Index ex food and energy (western-style core)

Table 1. Summary of model-based forecasts

Note: The figure shows the model-based forecast of headline CPI and three measures of core CPI. The model is based on Hogen, Kawamoto and Nakahama (BoJ review, 2015). All figures are YoY percent changes. The yellow shadows are intervals of confidence calculated as quasi-out-of sample exercises. The summary table shows the average of the YoY model-based in each fiscal year (Q2, Q3, Q4, and Q1 of the following calendar year).

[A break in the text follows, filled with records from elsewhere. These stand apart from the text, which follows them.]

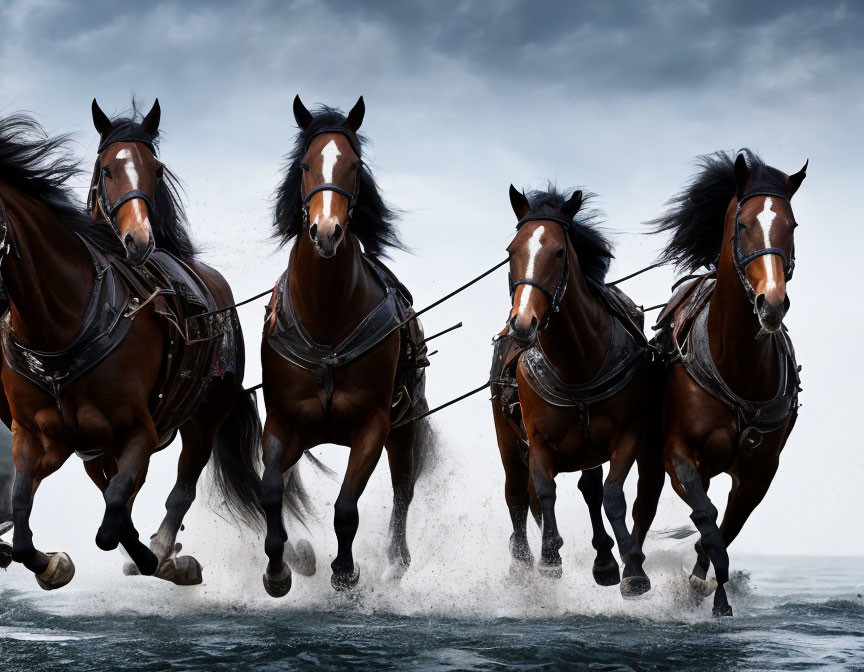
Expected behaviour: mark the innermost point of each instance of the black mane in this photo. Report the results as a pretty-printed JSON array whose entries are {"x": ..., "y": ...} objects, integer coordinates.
[
  {"x": 169, "y": 223},
  {"x": 696, "y": 216},
  {"x": 373, "y": 222},
  {"x": 593, "y": 250},
  {"x": 41, "y": 166}
]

The “acquired inflation” issue of the BoJ

The new BoJ forecast is already mechanically too low. Figure 6 shows a comparison between our (model-based) forecast for the index excluding fresh food and energy vs the BoJ latest forecast and the estimated “acquired inflation” and “carry-over” effects. The main takeaway is that “acquired inflation” for FY2023 is in line with the new BoJ forecast (3.8%). In other words, in order to meet the BoJ forecast from now on, the level of the series should stop growing, an unrealistic circumstance (already happened in the last year). Not only but conditional on our forecast, the carryover for FY2024 is already 1.4%, which means that the BoJ forecast for FY2024 (1.9%) is already too low. Translated: the BoJ staff forecast looks like the ECB/NCBs staff forecast back in March (or June). The most likely scenario is that the BoJ staff will revise up again its forecast in the coming rounds.

Figure 6. Underlying Inflation forecast vs BoJ forecast vs “acquired inflation”

Implications for the BoJ

Rates (at least) to neutral. As we wrote at the beginning, the incoming data remain solid. It is hard to imagine core inflation accelerating to 6% as in the US or the EA. Nevertheless, the models suggest that the BoJ forecast is too low and that achieving 2% in the medium-term is possible. Therefore, in our view, a correct risk management would call for normalizing rates and bring them (at least) to neutral.